The Ms. President program allows girls in grades 4th through 8th to “learn about public speaking, diplomacy and listening skills, local/state/federal government, and women’s history while having an opportunity to meet and greet exemplary female leaders.” At the end of the program, participants present a campaign platform and speech. The audience judges their presentation and public speaking skills and elects a winner.
The 9-year-old Pencu focused her presentation on the issue of littering. She became interested in the problem when her family started exploring the Wilton trails as a way to get out of the house during quarantine last March.
“I knew littering was a problem but I didn’t know it was everywhere,” Pencu told GOOD Morning Wilton.
In her presentation, she educated listeners on the negative effects of littering, and how to reduce it to have a more positive impact on the environment.
“You’re having chicken wings on the go! Yum! When you’re done? Well, throw them out the window of course. NO!! One wing can have a huge impact on other animals and people, too!” her presentation slides read.

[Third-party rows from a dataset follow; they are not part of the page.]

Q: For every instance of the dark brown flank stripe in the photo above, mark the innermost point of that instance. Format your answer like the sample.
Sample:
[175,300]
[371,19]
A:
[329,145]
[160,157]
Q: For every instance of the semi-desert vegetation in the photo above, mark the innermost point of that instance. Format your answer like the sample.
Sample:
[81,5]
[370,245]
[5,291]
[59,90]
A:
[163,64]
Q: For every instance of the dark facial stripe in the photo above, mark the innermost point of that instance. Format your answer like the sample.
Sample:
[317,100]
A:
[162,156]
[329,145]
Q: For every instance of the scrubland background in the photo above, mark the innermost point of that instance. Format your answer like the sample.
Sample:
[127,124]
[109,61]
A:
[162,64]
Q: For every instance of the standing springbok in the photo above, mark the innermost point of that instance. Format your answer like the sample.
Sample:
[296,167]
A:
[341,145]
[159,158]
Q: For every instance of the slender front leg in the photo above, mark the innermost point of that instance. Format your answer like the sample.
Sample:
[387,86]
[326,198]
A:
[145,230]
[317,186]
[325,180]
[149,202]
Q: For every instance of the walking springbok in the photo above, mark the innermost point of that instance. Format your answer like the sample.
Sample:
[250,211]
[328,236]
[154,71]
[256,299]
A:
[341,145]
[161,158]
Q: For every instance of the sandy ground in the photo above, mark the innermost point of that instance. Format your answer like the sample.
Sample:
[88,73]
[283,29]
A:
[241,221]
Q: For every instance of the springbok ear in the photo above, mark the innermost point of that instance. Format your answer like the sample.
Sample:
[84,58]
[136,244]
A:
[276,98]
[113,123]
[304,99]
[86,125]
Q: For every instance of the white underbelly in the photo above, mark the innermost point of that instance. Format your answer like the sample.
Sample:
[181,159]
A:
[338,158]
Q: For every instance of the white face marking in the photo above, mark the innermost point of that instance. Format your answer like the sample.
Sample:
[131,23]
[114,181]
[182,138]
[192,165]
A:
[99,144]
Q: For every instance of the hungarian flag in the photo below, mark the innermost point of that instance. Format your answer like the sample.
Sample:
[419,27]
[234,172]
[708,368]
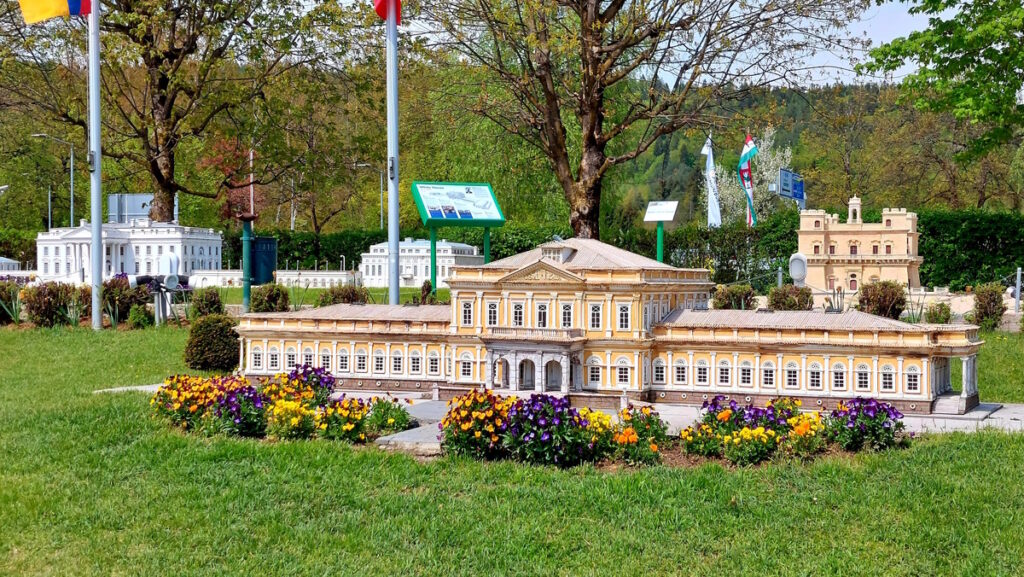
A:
[380,6]
[38,10]
[747,178]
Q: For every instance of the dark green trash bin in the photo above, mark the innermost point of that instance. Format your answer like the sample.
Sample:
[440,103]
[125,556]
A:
[264,259]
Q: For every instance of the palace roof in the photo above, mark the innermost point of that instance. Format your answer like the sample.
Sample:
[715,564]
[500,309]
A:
[787,320]
[383,313]
[580,254]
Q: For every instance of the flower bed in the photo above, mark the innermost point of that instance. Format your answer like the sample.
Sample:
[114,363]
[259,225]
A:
[297,405]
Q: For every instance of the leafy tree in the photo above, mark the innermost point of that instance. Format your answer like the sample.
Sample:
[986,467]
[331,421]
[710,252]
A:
[594,84]
[969,59]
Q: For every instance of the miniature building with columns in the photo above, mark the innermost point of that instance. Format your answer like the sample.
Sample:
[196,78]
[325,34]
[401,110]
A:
[850,254]
[598,323]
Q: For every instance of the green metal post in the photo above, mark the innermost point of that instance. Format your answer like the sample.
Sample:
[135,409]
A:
[247,261]
[486,245]
[433,260]
[660,241]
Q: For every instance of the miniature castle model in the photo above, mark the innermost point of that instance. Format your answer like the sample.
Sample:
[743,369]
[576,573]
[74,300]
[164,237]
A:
[415,261]
[853,253]
[597,322]
[132,248]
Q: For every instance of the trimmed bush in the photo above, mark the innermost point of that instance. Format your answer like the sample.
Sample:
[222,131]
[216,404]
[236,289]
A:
[213,344]
[346,294]
[269,298]
[988,305]
[885,298]
[206,301]
[791,297]
[938,314]
[735,297]
[139,317]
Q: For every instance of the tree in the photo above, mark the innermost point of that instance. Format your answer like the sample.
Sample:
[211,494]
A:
[593,84]
[172,71]
[970,60]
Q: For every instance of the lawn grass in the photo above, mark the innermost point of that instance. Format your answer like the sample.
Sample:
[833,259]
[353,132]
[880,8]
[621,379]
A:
[232,295]
[90,485]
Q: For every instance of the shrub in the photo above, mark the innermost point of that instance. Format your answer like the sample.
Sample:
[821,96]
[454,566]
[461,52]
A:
[642,436]
[885,298]
[545,429]
[10,302]
[269,298]
[139,317]
[291,419]
[119,298]
[735,296]
[346,294]
[865,422]
[387,416]
[938,313]
[988,305]
[791,297]
[243,412]
[345,420]
[206,301]
[473,424]
[212,344]
[48,304]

One of Pencu’s campaign promises included organizing litter clean-up events for the community to get kids more active in environmental care.
She proposed a litter clean-up contest for her school. Pencu suggested that kids clean up litter in their own neighborhoods and send pictures to their teacher as evidence. The class with the most litter cleaned up would be rewarded with a pizza party.
“Kids my age, lots of them don’t do something unless there’s something in it for them,” she said, explaining the pizza party element.
She also hopes to use her platform as Ms. President to continue raising awareness about littering and how it hurts humans and animals.
Pencu and other girls in the program have heard from local-, state-, and federal-level women leaders over the year ranging from Wilton First Selectwoman Lynne Vanderslice to U.S. Representative Jahana Hayes (CT-5). Some activists also spoke to program participants about using their voices to advocate for what they believe in.
“It was really cool hearing these people speak about how they helped to make a difference”, Pencu recalled.
Listening to the presentations of her competitors on Ms. President election day allowed Pencu to think about how she could improve her presentation.
“I was comparing them to my own and seeing what they did that I didn’t, and if I wanted to add that in the next time I ran,” she said.
Older girls that age out once they enter high school can return to the program to serve as mentors for the younger girls. Pencu was inspired by her mentor, a Ridgefield student, who helped her a lot on her presentation.
When GMW asked her if she wanted to become a Ms. President mentor in high school, Pencu replied, “Definitely!”
Although she is not set on whether to run for office as an adult, Pencu praised the program for helping her get an idea of what she could do when she grows up.